This study conformed to the provisions of the Declaration of Helsinki (as revised in 2013) and was approved by the institutional medical ethics committee (No. bc2023063).
Drug treatment
The PD-1/PD-L1 inhibitors used including atezolizumab, camrelizumab, durvalumab, nivolumab, pembrolizumab, penpulimab, sintilimab, tislelizumab or toripalimab. These nine kinds of immune checkpoint inhibitors (ICIs) have been approved for the treatment of NSCLC based on the promising outcomes in NSCLC patients [4, 7, 23,24,25,26,27,28,29]. Different chemotherapy regimens for patients were adopted depending on the histological type of the tumor, the individual clinical condition of the patient, etc.
Study outcomes
Clinical outcomes, including PFS and OS, were assessed. PFS was estimated from the start of neoadjuvant treatment to the date of first documented event of disease progression, death without progression or last follow-up. OS was calculated from the initiation of neoadjuvant treatment until death or last follow-up. Patients were followed up every 3 months for the first 2 years after surgery or CRT and every 6 months thereafter. Individual patients’ treatment-related adverse events (TRAEs) were evaluated according to CTCAE version 5.0. In the exploratory analysis, in order to better compare with the PACIFIC trial, we further calculated PFS and OS from the end of CRT in patients who completed CRT without PD.
Statistical analysis
Patient characteristics were analyzed between treatment groups using the Chi-square test or Fisher’s exact test for categorical variables. The Kaplan‒Meier method was used to estimate PFS and OS, which were then evaluated using the log-rank test. When the univariate analysis yielded a P value of < 0.15, the variable was incorporated into the multivariate Cox regression analysis. One-to-one propensity score matching (PSM) with a caliper of 0.02 was performed to further minimize confounding. Propensity scores were calculated based on age, sex, WHO histology, stage, adjuvant ICI, ECOG performance status and aCCI. Subgroup analyses for PFS and OS were performed to assess the consistency of treatment effects in patient subgroups. Subgroup analyses used an unstratified Cox proportional hazards model with treatment as a covariate. P value inferior to 0.05 was considered statistically significant. ALL statistical analyses were performed using SPSS version 25 (IBM, Armonk, NY, USA).
Results
Baseline characteristics
A total of 239 consecutive eligible patients were included in this study. Among them, 104 (43.5%) received surgery and 135 (56.5%) received CRT. The median age was 63 years (range 27–78). More patients in the surgery group had an ECOG PS score of 0 and fewer comorbidities. Detailed clinical characteristics are shown in Table 1.
Treatment
All patents were treated with neoadjuvant chemoimmunotherapy and the immune checkpoint inhibitors (ICIs) included atezolizumab (0.4%, n = 1), camrelizumab (9.2%, n = 22), durvalumab (1.3%, n = 3), nivolumab (5.9%, n = 14), pembrolizumab (25.1%, n = 60), penpulimab (0.8%, n = 2), sintilimab (37.2%, n = 89), tislelizumab (18.4%, n = 44) and toripalimab (1.7%, n = 4).
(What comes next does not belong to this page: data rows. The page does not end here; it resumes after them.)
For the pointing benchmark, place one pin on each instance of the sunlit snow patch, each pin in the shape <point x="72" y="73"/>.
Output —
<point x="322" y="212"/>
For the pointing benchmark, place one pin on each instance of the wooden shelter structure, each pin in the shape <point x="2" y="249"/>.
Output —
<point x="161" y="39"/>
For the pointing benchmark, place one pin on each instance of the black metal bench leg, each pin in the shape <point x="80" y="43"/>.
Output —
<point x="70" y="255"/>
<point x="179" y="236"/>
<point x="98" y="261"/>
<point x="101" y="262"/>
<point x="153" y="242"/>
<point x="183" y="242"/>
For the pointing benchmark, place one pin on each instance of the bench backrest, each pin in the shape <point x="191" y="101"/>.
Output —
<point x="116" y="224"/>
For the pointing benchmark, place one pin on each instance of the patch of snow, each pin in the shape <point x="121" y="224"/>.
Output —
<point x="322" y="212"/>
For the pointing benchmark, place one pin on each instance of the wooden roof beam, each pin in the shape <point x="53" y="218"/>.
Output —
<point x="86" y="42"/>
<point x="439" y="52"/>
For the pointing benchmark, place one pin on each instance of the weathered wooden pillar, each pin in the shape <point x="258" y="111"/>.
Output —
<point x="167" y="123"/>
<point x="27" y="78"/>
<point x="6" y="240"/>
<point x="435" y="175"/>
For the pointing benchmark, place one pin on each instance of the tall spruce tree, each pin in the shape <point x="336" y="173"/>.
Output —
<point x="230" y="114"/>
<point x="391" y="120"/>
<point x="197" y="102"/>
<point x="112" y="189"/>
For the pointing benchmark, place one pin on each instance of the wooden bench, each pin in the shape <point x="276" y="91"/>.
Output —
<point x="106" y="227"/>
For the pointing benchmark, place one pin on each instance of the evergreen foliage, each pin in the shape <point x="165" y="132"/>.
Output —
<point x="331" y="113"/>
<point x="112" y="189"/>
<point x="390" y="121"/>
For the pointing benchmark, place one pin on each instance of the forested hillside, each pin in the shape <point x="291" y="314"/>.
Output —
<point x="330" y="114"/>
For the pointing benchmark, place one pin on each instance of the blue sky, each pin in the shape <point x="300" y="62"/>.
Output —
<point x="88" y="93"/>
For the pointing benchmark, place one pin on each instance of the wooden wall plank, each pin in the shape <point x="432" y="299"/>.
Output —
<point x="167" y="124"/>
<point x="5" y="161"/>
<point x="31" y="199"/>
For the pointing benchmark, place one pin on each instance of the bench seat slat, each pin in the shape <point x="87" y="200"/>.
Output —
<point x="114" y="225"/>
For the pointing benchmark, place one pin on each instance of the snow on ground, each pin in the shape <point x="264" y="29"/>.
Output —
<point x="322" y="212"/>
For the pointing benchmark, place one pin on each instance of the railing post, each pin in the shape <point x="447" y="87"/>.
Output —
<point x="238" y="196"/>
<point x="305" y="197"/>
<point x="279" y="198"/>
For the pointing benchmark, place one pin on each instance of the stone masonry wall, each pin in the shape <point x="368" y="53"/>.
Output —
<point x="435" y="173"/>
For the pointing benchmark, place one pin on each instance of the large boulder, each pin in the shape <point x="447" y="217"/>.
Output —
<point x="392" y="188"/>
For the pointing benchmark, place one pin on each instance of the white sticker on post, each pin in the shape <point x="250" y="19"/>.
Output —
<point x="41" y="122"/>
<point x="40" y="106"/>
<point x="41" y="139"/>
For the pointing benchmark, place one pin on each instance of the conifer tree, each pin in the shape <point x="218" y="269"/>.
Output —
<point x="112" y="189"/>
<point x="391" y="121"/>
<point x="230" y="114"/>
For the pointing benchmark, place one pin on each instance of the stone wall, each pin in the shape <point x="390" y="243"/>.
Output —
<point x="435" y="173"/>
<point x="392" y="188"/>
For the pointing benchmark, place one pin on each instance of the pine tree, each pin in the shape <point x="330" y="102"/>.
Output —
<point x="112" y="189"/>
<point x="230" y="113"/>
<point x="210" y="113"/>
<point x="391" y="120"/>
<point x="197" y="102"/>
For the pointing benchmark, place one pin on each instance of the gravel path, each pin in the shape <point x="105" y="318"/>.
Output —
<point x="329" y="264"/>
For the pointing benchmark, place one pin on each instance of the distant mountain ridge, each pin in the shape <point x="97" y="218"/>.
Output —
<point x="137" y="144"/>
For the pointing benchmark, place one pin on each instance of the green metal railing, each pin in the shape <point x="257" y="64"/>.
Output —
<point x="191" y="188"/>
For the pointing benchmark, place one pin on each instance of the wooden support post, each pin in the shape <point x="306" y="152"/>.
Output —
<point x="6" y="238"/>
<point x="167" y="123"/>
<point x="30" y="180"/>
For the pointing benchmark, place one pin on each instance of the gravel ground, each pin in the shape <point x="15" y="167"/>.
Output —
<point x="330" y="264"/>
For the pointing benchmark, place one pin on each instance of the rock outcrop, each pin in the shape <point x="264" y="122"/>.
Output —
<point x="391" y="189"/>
In the surgery group, after receiving a median of 3 cycles of neoadjuvant immunotherapy (range 1–6), all patients received sleeve resection, lobectomy or pneumonectomy combined with routine mediastinal lymphadenectomy, except 2 patients received open thoracotomy. Three patients in the surgery group did not undergo complete resection, while the remaining 101 patients had R0 resection status. One of these three patients subsequently received postoperative radiotherapy, one received subsequent chemoimmunotherapy and one discontinued treatment. Forty-eight (46.2%) patients further received a median of 4 cycles of adjuvant immunotherapy (range 1–24), and 6 (5.8%) patients received postoperative radiotherapy. The type of ICI used for adjuvant immunotherapy was the same as that used preoperatively, with only one patient using the PD-L1 inhibitor and the remaining 47 patients using the PD-1 inhibitor. Among the 48 patients, 14 (29.2%) completed 1 year of adjuvant immunotherapy, and 34 discontinued due to disease progression (22.9%, n = 11), adverse events (10.4%, n = 5), economic burden (18.8%, n = 9) and patient request (18.8%, n = 9).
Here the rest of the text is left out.